しかし、全ての遺産を勝手に他人に譲渡されてしまえば、
残った遺族の権利が守られません。
そこで法定相続人には、法律上最低限相続できる割合が決められています。
これを遺留分といいます。
遺留分を持つ相続人は、遺言でたくさんの財産をもらった人に、
「私はもらう分が少ないから返してほしい」と、請求できるのです。
法定相続人が侵害された遺留分の取り戻しを請求することを
遺留分減殺請求といいます。
遺留分は最大で法定相続分の2分の1となります。
遺留分の権利があるのは、配偶者、子、父母のみとなります。
兄弟姉妹等は含まれません。
遺留分は相続を開始した日から1年で時効となり、その後は請求できなくなります。
遺留分を放棄してもらう方法
特定の人に全財産を相続させるような遺言を書く場合は、
将来、ほかの相続人が不満を持ち、遺留分を請求する可能性があります。
それを避けるために、予め他の相続人に遺留分を放棄してもらうことができます。
相続人に遺留分を放棄してもらう場合、
たとえ、「遺留分を放棄します」と念書を書いてもらっても効果はありません。
また、遺言書に「遺留分を放棄してほしい」という旨を明記しても、
相続人に強制することはできません。
法的に強制力をもたせるには、遺言者が生きているうちに相続人に
「遺留分を放棄する」という旨を家庭裁判所に申し立ててもらい、許可を受ける必要があります。
ただ、遺留分の放棄は、何の理由もなく認められるわけではなく、それなりの理由が必要となります。
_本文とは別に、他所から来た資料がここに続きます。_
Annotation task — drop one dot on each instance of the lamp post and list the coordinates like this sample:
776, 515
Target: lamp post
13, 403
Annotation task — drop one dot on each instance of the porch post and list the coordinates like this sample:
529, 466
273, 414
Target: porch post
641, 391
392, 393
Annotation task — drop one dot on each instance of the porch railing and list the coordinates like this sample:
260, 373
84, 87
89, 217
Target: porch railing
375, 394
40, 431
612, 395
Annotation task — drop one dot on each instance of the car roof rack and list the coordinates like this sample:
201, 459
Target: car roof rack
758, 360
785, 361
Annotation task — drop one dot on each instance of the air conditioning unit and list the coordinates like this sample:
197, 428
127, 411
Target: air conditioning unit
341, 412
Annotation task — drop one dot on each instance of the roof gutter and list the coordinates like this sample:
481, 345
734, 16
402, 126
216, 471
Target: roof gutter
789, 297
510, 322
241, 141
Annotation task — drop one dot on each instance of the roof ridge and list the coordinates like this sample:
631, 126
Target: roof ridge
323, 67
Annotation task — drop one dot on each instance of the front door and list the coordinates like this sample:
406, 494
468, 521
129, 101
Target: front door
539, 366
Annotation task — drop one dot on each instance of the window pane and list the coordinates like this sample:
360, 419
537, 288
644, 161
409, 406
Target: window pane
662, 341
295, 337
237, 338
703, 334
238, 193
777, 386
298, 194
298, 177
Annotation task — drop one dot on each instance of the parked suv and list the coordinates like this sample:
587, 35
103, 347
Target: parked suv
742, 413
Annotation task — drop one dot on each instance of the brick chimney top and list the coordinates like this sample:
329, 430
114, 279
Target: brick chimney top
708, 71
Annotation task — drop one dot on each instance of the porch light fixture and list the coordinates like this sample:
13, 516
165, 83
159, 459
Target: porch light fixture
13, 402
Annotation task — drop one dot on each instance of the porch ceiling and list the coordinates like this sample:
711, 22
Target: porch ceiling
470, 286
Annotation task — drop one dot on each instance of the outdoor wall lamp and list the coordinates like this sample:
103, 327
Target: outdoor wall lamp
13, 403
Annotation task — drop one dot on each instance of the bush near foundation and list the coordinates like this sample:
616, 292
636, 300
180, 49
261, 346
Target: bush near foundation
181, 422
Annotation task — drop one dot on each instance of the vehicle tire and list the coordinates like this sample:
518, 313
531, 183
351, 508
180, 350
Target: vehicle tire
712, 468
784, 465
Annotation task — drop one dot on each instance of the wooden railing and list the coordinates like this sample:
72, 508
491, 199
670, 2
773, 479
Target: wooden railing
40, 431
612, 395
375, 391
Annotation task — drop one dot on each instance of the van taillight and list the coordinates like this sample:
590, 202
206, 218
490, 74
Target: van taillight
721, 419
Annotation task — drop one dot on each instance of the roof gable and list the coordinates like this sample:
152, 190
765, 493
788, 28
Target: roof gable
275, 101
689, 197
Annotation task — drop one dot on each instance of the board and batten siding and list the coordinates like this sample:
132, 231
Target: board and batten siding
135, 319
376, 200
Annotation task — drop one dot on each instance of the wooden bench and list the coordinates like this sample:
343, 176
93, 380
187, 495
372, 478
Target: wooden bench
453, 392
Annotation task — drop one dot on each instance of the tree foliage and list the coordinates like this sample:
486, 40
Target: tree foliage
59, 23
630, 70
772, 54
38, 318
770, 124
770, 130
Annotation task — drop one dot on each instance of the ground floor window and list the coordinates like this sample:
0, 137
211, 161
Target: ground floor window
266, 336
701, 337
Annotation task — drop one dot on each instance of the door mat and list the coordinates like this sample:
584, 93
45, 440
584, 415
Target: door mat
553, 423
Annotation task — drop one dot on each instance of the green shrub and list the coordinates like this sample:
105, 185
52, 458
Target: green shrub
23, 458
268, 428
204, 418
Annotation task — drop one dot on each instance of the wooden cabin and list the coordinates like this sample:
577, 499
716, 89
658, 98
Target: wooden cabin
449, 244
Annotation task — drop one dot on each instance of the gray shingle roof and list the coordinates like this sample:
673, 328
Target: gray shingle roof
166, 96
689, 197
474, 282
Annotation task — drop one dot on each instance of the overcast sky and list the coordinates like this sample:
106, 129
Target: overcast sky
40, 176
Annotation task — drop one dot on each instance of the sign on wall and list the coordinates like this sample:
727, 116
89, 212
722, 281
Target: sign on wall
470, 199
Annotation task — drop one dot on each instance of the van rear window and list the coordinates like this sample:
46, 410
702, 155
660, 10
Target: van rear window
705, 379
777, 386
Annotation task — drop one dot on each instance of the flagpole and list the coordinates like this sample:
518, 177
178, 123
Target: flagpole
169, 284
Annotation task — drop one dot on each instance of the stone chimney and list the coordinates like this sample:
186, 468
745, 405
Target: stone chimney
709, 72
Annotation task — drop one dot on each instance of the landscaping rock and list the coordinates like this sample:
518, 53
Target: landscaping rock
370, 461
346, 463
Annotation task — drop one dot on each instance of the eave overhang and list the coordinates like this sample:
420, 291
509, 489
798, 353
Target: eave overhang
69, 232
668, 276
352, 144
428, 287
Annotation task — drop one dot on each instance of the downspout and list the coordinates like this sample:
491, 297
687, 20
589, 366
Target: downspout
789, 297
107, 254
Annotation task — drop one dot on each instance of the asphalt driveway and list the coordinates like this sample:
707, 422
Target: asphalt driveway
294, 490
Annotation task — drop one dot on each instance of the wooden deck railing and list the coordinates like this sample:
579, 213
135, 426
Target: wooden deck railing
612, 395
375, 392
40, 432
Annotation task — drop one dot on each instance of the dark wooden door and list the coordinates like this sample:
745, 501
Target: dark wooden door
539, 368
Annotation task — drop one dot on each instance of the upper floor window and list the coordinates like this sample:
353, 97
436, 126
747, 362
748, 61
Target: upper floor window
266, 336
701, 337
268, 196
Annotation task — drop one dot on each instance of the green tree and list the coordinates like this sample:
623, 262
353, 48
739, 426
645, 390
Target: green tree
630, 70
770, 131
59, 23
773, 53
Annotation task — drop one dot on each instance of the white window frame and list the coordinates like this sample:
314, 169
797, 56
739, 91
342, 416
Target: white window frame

例えば、その相続人には、ある程度の収入が見込めるので、
財産を相続しなくても生活ができることだとか、
これまで遺言者から財産援助を受けてきたので遺産はいらない、などが理由となります。
注意が必要になるのは遺留分の放棄とは違い、
あらかじめ相続人に将来の遺産相続について、権利を放棄してもらうことはできないということ。
たとえ相続人に、「相続を放棄します」という内容の念書を書いてもらったとしても、
遺言者の死後、「あの相続放棄は法的には無効だ」、と言って遺留分を請求される可能性があります。